Either Way, Peru’s Election Is Bad News for Anti-Graft Efforts

Either Way, Peru’s Election Is Bad News for Anti-Graft Efforts
Presidential candidates Pedro Castillo, left, and Keiko Fujimori at an event in Lima, Peru, May 17, 2021 (AP photo by Martin Mejia).

The two candidates facing off in Peru’s upcoming presidential run-off election, Keiko Fujimori and Pedro Castillo, couldn’t be further apart ideologically. Castillo, who belongs to a party that describes itself as Marxist, is calling for a radical overhaul of Peru’s economic and constitutional systems. Fujimori, on the other hand, wants to deepen the free-market model installed under the authoritarian presidency of her father, Alberto Fujimori, in the 1990s.

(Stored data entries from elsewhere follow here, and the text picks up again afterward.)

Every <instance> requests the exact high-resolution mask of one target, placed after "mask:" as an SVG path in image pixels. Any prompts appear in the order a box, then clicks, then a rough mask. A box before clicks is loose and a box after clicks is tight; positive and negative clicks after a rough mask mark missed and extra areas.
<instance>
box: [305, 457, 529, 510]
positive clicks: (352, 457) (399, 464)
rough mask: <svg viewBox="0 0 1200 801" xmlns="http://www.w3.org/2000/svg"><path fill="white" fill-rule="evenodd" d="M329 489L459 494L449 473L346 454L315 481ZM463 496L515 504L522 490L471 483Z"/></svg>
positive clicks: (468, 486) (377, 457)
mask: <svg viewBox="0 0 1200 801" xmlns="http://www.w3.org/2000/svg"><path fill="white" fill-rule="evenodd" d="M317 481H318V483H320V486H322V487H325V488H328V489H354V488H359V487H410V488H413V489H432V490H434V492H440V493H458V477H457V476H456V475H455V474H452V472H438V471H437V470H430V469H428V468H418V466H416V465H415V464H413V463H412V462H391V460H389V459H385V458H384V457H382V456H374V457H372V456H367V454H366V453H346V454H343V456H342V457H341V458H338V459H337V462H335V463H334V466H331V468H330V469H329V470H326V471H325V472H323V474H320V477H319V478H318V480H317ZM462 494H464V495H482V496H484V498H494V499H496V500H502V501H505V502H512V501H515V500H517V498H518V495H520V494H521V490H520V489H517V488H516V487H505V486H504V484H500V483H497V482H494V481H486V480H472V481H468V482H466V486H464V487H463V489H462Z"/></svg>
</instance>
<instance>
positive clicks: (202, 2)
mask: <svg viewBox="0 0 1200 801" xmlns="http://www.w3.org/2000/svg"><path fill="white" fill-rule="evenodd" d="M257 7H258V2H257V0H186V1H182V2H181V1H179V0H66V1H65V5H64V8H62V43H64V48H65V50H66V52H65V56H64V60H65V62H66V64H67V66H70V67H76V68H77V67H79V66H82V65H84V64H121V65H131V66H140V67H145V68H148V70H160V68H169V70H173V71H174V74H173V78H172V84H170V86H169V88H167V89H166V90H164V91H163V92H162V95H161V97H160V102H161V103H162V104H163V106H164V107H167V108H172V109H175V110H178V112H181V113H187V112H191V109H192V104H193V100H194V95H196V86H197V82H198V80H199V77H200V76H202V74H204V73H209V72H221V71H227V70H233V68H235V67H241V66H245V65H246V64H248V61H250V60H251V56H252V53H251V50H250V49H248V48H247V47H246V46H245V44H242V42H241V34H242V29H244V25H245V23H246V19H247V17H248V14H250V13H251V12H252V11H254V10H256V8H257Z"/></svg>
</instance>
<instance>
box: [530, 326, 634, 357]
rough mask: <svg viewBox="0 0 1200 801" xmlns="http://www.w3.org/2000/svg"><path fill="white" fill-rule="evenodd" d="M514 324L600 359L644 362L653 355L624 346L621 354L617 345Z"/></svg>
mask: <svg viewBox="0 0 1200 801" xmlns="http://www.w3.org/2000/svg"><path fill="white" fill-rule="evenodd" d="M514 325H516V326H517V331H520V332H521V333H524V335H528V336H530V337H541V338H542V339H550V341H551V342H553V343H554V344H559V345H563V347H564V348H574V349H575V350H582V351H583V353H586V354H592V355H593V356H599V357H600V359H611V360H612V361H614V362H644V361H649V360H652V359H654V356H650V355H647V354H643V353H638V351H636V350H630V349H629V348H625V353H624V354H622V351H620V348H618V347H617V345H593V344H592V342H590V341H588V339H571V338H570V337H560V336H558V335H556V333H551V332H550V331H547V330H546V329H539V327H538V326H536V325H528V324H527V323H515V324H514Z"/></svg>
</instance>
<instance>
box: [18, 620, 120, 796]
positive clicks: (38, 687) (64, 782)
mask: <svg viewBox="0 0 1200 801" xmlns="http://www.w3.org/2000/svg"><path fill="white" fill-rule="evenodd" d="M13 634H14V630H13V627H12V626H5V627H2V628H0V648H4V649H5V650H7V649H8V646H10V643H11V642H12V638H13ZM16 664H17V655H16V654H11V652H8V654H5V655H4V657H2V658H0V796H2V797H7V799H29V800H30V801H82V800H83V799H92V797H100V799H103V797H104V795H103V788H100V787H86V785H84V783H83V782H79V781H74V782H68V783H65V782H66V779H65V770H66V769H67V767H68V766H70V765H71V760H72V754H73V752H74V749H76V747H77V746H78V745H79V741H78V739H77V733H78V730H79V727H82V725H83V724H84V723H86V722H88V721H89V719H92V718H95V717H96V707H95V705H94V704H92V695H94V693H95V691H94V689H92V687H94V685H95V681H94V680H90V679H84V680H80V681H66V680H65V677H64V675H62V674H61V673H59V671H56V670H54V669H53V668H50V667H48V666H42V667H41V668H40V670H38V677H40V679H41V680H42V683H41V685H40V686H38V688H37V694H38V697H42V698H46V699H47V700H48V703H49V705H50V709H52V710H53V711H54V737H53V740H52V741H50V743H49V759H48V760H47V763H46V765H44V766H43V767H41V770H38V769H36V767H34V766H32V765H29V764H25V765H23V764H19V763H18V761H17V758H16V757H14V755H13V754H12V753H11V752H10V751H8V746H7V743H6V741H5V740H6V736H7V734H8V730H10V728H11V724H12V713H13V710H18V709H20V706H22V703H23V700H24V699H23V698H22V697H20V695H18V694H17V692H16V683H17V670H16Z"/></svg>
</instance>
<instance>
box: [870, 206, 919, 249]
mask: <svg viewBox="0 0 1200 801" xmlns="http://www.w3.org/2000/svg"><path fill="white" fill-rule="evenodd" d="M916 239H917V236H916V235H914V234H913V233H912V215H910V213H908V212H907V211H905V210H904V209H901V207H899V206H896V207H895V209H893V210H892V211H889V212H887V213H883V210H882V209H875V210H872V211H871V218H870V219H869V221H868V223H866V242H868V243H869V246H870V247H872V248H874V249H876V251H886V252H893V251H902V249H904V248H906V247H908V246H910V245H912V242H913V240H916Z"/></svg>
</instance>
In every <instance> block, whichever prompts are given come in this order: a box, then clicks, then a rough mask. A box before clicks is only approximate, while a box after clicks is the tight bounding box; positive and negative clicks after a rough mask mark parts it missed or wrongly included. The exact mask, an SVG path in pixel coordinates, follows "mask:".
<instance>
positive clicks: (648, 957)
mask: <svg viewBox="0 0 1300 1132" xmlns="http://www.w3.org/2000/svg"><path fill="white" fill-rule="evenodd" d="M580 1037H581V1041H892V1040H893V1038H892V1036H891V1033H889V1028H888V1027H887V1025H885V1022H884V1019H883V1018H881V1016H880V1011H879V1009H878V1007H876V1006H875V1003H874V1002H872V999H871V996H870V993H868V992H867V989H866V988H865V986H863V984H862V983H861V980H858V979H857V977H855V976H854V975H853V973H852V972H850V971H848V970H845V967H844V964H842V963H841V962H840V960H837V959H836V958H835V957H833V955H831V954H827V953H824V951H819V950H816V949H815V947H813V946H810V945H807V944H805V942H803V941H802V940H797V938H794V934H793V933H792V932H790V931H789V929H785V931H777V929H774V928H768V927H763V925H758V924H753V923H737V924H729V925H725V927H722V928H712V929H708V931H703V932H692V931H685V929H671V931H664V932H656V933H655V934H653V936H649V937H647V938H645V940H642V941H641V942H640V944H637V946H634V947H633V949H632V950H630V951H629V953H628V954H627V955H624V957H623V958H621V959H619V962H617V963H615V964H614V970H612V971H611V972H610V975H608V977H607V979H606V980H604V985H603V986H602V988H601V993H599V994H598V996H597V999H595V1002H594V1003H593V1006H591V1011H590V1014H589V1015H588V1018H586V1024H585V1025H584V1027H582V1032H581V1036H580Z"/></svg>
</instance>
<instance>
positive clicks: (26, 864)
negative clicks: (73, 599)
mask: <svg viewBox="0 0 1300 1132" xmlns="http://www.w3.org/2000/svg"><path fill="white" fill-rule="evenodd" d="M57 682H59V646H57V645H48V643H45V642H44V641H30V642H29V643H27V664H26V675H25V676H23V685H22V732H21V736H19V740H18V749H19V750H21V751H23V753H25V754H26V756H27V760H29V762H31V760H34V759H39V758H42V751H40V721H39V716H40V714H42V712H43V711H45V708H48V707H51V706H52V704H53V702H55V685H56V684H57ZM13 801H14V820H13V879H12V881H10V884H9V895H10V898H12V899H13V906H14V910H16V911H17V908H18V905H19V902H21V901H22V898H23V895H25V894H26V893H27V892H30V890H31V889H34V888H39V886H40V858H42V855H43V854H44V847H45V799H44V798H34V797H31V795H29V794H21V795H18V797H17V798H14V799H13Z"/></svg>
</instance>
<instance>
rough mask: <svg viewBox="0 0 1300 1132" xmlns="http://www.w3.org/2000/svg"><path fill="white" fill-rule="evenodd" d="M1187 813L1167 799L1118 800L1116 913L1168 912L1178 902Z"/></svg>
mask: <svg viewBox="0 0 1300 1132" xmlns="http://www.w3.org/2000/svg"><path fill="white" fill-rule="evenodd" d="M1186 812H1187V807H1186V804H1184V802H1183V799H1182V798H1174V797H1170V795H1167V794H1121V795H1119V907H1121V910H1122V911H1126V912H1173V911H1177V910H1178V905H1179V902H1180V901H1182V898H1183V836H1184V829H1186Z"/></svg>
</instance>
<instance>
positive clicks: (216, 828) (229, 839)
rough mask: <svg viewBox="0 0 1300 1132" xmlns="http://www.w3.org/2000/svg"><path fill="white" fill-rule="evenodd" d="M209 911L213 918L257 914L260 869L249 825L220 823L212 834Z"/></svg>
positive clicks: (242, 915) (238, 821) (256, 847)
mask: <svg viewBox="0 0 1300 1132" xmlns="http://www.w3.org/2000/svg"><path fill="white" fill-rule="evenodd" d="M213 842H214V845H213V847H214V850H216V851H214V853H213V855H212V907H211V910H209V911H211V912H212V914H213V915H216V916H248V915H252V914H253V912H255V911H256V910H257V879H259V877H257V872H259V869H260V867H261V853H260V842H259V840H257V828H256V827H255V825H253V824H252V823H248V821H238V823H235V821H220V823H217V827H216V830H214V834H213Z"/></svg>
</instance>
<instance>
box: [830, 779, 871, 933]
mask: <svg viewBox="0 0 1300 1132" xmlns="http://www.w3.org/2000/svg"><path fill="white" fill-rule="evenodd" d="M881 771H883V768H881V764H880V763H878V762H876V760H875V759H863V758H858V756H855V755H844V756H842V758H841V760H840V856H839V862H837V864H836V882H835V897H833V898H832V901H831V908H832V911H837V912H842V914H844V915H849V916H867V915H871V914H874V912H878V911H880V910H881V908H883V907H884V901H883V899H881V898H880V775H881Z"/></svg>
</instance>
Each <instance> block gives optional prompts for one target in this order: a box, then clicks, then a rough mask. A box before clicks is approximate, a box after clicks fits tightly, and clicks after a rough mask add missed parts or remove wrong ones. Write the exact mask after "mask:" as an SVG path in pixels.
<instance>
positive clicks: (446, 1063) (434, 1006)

But beyond the obvious differences, the candidates share one overlooked similarity: Both owe big debts to political mentors currently in jail for corruption, whom they are eager to shield from justice. Whoever prevails in the June 6 polls, it could spell disaster for Peru’s justice system, which over the past decade has made greater strides in investigating politicians for corruption than any country in the Western Hemisphere besides Brazil.

Castillo and Fujimori emerged as the unlikely frontrunners for Peru’s presidency after a first-round vote in April that saw 18 candidates face off. Despite fierce electoral competition among a range of alternatives, the two candidates who made it to the second-round runoff are intensely disliked by most Peruvians.